The rise of Donald Trump -- openly racist, avowedly xenophobic, deeply misogynistic, contemptuous of the very idea of rule of law -- has made me rethink some very basic assumptions I had about the American polity. Most notably, it raised the question about whether racism really had just gone to ground -- people's views not so much changing from the 1960s as being covered up until the moment was right. Yet it remained difficult for me to accept the idea that nothing changed, that this was simply the people getting what they always wanted. Was it really the case that a good 45% or so of Americans had always been secretly thirsting for far-right autocracy, awaiting only the right standard-bearer? Did bedrock American values regarding rule of law, regarding basic temperament for office, regarding human rights and liberties, really have so little purchase?
As I've been thinking about it, I've wondered if we are witnessing folks go through the reflective equilibrium, darkly. Many Americans, it is clear, held some pretty brutal case-specific views regarding social outgroups -- including mass deportations of immigrants and religious tests on public office. And Trump stood before them and endorsed those views loud and clear, but also was unyielding in identifying the principles that such particularistic views were and were not compatible with. Even the time-worn platitudes about colorblindness wouldn't do. And people, as reflective equilibrium would predict, adjusted their principles accordingly. And in doing so, well, that made certain other, still more radical specific proposals seem a little less out-of-bounds. Maybe we should endorse violence against protesters. Maybe it's okay to lob Holocaust imagery at Jewish journalists. And back-and-forth we go, the boat rocking ever-steadily towards fascism.
When I fret about a Donald Trump presidency, the first thing that springs to my mind is not a particular policy -- as abhorrent as I'm sure I'd find most of them. It's a question of more fundamental principle: the very idea of "rule of law". If a court tells Donald Trump he can't do something, can anyone say with confidence he'll listen?

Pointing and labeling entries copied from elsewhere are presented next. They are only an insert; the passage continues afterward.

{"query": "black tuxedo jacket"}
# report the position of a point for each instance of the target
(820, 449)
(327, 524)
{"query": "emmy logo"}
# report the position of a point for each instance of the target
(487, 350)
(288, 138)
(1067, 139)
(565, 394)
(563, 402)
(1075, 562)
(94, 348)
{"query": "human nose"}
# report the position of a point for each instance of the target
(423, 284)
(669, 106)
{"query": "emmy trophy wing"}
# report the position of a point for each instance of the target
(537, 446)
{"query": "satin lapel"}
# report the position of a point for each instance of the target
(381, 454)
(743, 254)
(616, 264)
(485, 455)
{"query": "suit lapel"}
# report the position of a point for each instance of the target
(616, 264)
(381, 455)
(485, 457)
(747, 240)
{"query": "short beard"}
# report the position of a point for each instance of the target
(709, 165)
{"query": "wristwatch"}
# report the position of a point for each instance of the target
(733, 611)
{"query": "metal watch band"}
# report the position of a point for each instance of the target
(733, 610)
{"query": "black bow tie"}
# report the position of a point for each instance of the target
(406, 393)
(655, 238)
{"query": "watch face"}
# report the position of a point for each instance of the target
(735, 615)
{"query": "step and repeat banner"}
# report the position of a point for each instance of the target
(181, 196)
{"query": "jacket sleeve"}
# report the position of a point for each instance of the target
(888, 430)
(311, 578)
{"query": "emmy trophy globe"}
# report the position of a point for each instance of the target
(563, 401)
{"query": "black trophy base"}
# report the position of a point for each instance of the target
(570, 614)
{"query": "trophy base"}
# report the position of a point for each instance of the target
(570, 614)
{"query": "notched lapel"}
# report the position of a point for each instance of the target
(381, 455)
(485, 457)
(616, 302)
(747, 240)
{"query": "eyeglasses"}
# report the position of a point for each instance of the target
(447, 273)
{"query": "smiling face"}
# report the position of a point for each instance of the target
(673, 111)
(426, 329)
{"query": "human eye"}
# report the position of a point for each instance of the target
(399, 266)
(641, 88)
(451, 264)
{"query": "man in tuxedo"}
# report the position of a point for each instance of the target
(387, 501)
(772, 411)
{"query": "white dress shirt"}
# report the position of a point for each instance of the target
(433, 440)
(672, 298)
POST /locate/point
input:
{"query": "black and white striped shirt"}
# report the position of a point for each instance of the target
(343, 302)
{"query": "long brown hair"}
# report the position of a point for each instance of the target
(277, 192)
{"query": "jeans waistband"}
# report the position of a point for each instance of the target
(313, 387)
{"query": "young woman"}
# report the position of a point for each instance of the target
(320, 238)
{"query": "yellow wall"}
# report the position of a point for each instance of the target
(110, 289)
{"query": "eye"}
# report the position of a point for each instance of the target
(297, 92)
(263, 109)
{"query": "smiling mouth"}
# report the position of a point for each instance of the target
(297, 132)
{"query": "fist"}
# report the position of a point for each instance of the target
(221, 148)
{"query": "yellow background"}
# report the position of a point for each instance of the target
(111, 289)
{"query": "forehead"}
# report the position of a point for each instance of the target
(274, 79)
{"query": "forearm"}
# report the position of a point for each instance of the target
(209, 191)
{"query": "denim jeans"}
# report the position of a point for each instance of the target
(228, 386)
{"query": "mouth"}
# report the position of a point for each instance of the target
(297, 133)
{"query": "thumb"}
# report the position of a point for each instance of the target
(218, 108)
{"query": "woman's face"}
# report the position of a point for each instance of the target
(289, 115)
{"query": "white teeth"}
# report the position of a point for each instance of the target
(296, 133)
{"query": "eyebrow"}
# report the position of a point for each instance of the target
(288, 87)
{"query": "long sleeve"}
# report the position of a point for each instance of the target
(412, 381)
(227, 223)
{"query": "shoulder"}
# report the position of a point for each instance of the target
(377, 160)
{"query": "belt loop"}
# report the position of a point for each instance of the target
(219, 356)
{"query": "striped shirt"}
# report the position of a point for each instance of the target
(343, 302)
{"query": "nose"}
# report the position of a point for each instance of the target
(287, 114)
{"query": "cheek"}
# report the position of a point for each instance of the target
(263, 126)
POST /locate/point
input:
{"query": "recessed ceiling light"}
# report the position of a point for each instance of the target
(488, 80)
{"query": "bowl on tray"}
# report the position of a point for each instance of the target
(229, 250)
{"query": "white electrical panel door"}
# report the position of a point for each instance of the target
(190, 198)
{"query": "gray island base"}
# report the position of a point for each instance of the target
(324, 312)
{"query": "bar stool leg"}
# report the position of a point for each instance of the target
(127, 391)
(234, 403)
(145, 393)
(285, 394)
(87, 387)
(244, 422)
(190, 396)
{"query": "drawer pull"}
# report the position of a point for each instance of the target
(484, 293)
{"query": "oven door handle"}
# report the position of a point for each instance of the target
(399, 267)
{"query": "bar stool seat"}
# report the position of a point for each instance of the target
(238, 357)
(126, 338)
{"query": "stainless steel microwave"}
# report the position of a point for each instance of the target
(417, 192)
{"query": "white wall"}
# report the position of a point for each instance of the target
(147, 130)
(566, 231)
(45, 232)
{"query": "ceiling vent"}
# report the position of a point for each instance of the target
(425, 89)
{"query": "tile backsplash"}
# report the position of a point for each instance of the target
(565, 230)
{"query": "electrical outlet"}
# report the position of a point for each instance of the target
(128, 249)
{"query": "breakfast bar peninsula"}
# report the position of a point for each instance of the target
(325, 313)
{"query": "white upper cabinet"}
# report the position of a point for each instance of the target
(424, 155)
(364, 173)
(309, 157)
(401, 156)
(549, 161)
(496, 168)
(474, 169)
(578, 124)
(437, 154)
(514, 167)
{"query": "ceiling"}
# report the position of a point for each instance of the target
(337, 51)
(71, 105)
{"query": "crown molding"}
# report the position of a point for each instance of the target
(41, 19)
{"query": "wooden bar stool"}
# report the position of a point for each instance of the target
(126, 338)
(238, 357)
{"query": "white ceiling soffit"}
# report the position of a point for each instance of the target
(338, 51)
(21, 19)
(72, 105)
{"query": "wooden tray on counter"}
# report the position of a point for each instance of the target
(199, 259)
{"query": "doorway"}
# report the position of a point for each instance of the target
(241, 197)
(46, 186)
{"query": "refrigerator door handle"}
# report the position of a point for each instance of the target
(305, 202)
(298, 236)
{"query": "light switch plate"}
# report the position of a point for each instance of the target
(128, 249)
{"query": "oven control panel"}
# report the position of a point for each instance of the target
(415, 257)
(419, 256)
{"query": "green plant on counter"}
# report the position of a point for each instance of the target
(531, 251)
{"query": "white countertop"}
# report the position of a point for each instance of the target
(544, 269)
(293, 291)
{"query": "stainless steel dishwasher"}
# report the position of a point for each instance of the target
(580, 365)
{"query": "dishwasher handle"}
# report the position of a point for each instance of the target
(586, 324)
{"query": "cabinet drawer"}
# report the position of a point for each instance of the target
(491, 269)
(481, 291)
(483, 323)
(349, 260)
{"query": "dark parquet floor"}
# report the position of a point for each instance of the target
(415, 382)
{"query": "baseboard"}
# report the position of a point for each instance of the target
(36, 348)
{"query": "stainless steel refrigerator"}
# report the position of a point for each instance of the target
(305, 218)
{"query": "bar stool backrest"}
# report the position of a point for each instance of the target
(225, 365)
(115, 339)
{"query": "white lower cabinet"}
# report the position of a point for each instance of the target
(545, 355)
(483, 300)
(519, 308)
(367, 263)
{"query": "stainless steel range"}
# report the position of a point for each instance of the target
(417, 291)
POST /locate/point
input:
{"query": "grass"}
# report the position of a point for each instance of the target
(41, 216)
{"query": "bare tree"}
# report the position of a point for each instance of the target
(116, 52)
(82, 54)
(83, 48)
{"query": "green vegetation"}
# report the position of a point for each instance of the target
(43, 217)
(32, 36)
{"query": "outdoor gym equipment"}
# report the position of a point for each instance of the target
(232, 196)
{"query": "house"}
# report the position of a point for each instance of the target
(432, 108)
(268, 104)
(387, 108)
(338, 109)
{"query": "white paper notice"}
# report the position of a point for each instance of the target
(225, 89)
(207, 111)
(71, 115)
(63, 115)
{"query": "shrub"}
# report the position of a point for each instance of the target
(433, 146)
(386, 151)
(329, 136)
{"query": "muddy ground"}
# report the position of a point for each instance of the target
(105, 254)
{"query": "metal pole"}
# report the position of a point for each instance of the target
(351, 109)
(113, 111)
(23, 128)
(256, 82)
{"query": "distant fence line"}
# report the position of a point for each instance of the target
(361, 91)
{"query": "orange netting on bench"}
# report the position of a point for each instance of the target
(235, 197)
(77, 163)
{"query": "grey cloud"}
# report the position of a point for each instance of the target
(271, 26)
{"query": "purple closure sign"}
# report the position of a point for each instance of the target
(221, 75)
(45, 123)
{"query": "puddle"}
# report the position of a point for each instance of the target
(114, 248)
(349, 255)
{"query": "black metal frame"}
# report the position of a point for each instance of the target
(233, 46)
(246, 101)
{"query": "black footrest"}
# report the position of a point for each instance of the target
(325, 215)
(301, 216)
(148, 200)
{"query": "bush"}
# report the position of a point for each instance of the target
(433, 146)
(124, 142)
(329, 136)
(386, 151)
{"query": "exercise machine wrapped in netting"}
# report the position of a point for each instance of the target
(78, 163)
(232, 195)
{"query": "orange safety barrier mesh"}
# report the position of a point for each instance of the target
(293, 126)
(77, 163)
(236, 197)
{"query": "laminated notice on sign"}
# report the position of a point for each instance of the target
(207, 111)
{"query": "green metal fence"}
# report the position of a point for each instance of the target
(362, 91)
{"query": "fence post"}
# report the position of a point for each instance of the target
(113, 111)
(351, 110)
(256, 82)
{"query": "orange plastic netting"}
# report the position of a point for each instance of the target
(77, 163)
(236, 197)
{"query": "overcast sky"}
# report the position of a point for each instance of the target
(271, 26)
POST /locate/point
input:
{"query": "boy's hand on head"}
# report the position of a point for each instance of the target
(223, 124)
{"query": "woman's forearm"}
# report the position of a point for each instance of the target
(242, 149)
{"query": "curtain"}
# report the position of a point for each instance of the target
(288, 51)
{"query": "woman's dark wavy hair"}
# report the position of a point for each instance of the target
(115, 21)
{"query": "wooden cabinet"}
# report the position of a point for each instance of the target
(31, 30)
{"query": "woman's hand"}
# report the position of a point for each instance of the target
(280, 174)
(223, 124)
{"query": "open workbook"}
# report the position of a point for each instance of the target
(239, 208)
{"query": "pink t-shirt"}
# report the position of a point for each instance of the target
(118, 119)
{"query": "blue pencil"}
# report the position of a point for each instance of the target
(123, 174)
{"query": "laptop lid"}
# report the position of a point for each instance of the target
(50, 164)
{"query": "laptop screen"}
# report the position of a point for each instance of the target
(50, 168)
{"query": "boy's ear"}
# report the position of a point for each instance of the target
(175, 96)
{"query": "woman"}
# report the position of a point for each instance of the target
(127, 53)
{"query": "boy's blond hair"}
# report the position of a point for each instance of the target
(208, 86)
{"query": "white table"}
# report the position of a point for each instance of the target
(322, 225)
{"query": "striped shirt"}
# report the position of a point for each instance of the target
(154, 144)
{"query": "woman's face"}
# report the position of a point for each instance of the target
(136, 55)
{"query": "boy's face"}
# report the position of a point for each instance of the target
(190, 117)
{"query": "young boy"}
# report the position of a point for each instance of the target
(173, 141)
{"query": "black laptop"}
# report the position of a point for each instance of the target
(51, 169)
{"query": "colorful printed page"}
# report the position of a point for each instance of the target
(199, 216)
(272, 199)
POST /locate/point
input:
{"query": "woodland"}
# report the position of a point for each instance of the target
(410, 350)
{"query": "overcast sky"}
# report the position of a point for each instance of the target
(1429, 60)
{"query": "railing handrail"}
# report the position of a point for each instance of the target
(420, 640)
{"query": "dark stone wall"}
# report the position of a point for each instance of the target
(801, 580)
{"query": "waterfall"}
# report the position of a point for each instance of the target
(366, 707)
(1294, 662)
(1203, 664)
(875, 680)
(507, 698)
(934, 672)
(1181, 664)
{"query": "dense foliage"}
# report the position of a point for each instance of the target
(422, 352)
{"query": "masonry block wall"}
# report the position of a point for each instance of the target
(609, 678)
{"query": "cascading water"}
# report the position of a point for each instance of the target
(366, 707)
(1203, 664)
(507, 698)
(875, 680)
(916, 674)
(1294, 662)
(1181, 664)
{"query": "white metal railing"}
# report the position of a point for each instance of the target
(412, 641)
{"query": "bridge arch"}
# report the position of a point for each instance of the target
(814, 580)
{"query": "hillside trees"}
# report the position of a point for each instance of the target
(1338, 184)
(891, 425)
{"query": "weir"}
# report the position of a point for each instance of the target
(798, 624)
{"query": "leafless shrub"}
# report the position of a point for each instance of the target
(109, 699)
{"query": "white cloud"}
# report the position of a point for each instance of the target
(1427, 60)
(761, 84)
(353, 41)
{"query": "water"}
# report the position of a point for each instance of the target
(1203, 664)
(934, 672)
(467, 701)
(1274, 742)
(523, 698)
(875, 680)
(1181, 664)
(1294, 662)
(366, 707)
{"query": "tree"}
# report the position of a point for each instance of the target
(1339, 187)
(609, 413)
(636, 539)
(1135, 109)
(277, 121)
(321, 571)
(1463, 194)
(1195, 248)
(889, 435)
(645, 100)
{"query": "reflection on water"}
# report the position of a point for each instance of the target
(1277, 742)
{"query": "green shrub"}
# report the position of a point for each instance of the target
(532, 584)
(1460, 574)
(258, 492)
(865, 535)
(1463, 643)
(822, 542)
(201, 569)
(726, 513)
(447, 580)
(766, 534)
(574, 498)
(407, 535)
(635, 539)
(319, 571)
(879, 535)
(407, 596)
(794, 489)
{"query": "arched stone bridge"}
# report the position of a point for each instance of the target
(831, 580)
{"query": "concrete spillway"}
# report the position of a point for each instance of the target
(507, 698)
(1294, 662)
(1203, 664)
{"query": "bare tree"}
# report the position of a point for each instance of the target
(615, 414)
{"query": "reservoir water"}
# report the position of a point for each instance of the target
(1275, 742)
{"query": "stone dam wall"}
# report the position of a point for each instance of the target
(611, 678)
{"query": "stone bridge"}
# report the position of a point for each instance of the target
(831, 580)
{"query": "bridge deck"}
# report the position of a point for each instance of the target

Does he believe, in any meaningful sense, in limited authority when he's the authority? Does he believe he's constrained by the rules, orders, statutes, cases, precedents? This charge -- thrown with such reckless abandon at Hillary Clinton ("there’s no politician who has been at the center of so many scandals that have turned out to be worth so little") -- is a very real concern when it comes to Trump. This is not someone who will work the system in a way I'd cluck my tongue at. This is a guy who may well destroy the system if it doesn't bend to his every whim.
The scariest thing about the Trump movement, then, is not that its adherents don't see how their man flouts the conventions that keep America's constitutional system afloat. The scariest thing is the prospect that they do see it, and they're simply okay with it -- those values and principles aren't what guides them anymore. To support Trump and his specific policies would require tossing out significant swaths of what makes America recognizable as a constitutional democracy. And so, on reflection, they reached a new equilibrium.